Dworkin It

It’s hard to believe we’re now so far from the “post-feminist” moment of the 1990s and early 2000s. As the provocations of third-wave feminism got absorbed into consumer culture as sex-positive hedonism and girl-power marketing, the very idea of being feminist began to seem passé and unpalatable to many Americans — a thing belonging to an old world of angry harridans, thankfully long since behind us. Many young women of my generation would say, “I believe in equality for women, but I’m not a feminist” — in much the same way that Democrats eschewed the dreaded epithet of “liberal” for much of the 1980s and 1990s. By the mid-2000s, the best we could hope for is a glib and facile rallying cry to “lean in,” for the sake of Ivy-educated white women angling for the C-suite, angry that Brad’s beach house is bigger than theirs. Chin up, girls. You got this!

We find ourselves today in a palpably different moment. Surely the ascension of Trump, the ne plus ultra of unearned white male privilege and avatar of misogyny unbound, has something to do with it. There was the historic defeat of Hillary Clinton, the vehicle of second-wave aspirations, not once but twice, at the hands of two men (Obama and Trump) who lacked her long list of accomplishments. And when lifetimes of anger, frustration, and trauma exploded uncontrollably in the #MeToo movement, the ordinary interlocutors of the mainstream media were caught flat-footed. (“What do we do with this? Why are these ladies so upset? When will they bring back Matlock?”) It was suddenly, surprisingly not a faux pas to be a woman and angry.

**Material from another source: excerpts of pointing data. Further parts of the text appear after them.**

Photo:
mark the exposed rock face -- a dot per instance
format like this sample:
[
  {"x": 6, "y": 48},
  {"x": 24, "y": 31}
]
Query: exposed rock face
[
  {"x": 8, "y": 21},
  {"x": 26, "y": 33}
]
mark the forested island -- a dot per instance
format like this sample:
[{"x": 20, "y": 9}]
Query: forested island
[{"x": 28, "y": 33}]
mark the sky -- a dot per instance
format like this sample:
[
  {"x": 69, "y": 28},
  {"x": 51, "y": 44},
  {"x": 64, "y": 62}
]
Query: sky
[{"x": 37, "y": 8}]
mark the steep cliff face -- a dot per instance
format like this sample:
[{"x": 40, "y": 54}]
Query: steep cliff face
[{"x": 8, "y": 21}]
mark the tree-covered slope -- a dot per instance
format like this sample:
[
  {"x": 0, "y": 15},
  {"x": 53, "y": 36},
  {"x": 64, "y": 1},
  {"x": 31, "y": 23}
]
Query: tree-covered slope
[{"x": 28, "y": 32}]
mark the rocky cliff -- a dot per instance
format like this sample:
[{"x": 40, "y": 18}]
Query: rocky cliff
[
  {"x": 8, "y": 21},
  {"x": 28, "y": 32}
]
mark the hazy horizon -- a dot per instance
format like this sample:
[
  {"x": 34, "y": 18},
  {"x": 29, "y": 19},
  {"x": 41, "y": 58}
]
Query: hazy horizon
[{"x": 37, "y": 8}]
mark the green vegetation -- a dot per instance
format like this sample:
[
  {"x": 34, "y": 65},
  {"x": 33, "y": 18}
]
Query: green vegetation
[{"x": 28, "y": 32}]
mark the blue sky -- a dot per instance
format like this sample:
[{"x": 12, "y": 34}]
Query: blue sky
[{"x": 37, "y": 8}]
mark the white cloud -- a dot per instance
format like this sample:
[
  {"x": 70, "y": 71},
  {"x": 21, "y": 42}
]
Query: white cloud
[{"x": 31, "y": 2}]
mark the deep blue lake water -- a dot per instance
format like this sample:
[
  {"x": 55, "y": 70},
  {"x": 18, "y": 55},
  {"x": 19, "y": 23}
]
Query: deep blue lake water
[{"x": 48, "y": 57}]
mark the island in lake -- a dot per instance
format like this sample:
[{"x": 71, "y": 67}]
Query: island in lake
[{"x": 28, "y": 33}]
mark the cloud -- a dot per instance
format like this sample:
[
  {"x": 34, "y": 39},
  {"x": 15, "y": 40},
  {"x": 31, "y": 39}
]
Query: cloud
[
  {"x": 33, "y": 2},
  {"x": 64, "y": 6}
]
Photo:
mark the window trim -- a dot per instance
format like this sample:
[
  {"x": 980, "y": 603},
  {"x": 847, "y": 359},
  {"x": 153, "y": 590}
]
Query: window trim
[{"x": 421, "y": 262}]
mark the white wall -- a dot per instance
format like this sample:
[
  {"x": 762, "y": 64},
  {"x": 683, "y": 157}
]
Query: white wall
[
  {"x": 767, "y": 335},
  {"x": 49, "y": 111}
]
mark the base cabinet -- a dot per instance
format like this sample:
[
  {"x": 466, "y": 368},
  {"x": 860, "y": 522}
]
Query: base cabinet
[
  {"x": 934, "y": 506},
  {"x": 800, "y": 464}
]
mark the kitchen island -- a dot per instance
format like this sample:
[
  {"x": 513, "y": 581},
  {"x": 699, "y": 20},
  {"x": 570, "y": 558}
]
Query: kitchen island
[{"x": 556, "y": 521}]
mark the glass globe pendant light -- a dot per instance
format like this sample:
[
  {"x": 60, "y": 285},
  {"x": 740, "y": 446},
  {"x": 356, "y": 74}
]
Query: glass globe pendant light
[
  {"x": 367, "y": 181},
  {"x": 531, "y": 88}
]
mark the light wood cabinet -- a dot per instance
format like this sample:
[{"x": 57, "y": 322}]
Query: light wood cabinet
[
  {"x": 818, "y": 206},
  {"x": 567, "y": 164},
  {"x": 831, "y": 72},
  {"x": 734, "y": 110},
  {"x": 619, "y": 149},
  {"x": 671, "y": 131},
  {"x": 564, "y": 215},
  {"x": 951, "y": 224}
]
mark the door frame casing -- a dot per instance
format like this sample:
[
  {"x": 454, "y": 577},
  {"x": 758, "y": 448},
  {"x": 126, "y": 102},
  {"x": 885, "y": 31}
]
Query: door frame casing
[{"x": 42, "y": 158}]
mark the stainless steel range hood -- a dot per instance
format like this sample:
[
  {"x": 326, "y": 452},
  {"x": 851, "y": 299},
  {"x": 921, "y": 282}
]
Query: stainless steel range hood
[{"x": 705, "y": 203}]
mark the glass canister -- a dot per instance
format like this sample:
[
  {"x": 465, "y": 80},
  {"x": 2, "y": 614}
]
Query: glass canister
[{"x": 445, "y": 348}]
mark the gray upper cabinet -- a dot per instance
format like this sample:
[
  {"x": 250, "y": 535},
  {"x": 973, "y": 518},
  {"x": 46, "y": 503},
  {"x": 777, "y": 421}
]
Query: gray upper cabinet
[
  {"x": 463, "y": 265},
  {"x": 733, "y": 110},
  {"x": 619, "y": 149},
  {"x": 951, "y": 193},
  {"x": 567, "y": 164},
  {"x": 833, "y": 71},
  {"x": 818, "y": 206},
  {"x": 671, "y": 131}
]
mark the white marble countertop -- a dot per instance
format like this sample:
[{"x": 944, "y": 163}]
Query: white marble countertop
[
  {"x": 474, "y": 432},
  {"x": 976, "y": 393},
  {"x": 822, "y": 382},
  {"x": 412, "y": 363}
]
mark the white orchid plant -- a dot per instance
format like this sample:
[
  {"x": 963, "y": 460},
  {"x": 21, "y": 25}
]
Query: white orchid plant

It’s perhaps not surprising that some misunderstood and misinterpreted figures in the history of feminism have gotten considered reconsiderations of late. There was Susan Faludi’s moving 2013 remembrance of Shulamith Firestone in the New Yorker; renewed attention to Warhol assassin and ToM favorite Valerie Solanas; and most recently a wonderful essay on Andrea Dworkin in Boston Review. All three women wore the scars of a routinely brutal patriarchy publicly and without apology. Each, in their way, was sidelined as a caricature of a certain angry, ugly feminism that was always great sport to dismiss — perhaps no one more than Dworkin. If she were a man, her rage would be seen as punk rock; but of course that was not how things went. She cuts a very different figure from the chipper civic humanism of Leslie Knope, whose pop cultural meaning Tim Shenk pulls apart in Dissent.

A little more Dworkin, a little less Knope? Yes, please.